As Naz moves from work to home, and from home to the city to run an errand for his girlfriend, Maikau succeeds in showing not only the rut in which Naz is stuck but how even living in a paradisiac place, having friends and doing a job he likes, it is precisely that repetition of days in Kaimukī that the title suggests that prevents Naz from fully enjoying things. All his days are the same, not much different from what Larry Clark observed in the way of living of many young people during the mid-90s and early 2000s. That is to say, if that archetype of youth shown by Clark had managed to grow up and birth the next generation, Maikau’s Naz, in all his anxiety and boredom, would be their kid. All the nihilism that was somehow confronted by anger, sex, drugs, and violence in Clark’s Kids (1995), Bully (2001), and Ken Park (2002) evolved into apathy, boredom, and individualism. Young people populate the city in Every Day in Kaimukī, but they rarely collide with each other.

Thus apathy seems to be the key word to understand Naz’s behavior. He doesn’t want to go but keeps planning the trip. He is afraid of leaving everything behind but staying makes him anxious and depressed. He doesn’t even react when his girlfriend, who was supposed to travel with him, cancels everything after he already quit his job and sold his stuff. He simply wanders around the city and gets drunk, yet does nothing that comes close to what was expected of him. The late great Mark Fisher, while addressing depression and exhaustion, wrote about boredom and the feeling of helplessness when it comes to foreseeing a future, similar to Clark’s characters; however, the author posited that something worse was happening to the current generation, because the helplessness is there, the boredom is there too, but now we are overstimulated all the time. We are bored and addicted to boring things on the internet.

When the non-professional actors play versions of themselves, no matter how distant the plot is from their actual lives, Every Day in Kaimukī succeeds; they are young people living in Hawaiʻi during a pandemic, having seen one economic recession after the other, and having the internet almost as the only place to get entertainment, information, and human interaction. When it comes to the COVID-19 pandemic, Maikau makes sure that his characters are wearing masks and talking about safety protocols, and it helps to set a more realistic tone.

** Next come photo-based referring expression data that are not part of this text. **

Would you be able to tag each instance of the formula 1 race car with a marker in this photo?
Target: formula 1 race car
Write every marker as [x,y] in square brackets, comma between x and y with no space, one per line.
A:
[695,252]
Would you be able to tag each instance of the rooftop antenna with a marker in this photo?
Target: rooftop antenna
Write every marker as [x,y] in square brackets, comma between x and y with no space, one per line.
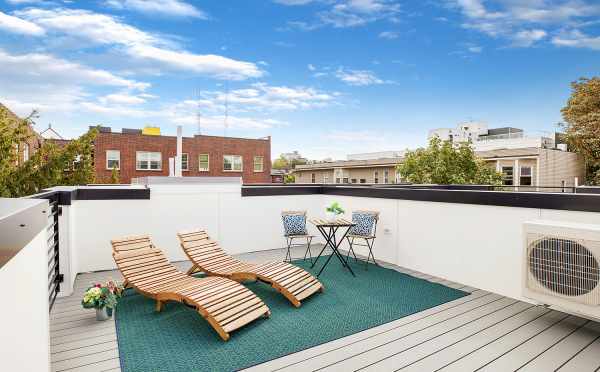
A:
[226,123]
[198,113]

The film does not just deal with COVID-19, but translates well onto the screen how the characters had to live, go to work, listen to music, Facetime relatives, have sex, eat, and study, just like the audience. In keeping with the comparison to Clark’s world, Kids had the AIDS crisis as background, Every Day in Kaimukī has the current pandemic.

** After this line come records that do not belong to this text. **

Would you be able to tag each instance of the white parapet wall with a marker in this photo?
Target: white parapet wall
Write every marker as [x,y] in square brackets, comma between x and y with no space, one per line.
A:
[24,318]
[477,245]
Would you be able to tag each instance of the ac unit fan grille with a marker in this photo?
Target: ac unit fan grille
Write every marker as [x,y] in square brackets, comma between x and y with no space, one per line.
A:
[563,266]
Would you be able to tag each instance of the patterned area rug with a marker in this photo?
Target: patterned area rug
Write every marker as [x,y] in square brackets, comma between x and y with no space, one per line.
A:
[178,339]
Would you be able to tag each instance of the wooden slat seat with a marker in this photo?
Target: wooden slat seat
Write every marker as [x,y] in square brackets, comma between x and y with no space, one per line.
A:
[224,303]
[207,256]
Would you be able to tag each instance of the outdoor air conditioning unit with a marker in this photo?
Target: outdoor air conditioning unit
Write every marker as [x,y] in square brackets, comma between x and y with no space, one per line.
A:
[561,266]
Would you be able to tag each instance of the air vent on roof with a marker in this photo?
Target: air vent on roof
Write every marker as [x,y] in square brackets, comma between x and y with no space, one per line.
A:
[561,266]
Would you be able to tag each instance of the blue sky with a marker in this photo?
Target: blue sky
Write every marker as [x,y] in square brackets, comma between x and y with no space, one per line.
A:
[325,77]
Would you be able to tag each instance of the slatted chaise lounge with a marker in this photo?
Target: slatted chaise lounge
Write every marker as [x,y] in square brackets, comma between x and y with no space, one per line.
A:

Following this line of thought, it is important to acknowledge how ‘sanitized’ Maikau’s film might seem, especially compared to something like Kids. What prevents the film from being great is exactly that obsession with ‘looking good’. In this sense the cinematography, almost like an Instagram filter, alongside the indie pop-rock songs played in key moments as if in an attempt to make it ‘cool’, prevents the realistic approach from fully working. Not to say that it should have been visually similar to Kids or films of that ilk, but it helps us understand that there is a reason why these two generations are so different, and that why Naz and his friends behave the way they do is linked to how disconnected people had become from each other even prior to any lockdown measure. This is to be expected when most human contact is established via the internet. It is a cold environment, not a warm one, and people may share the same space but they are alone together.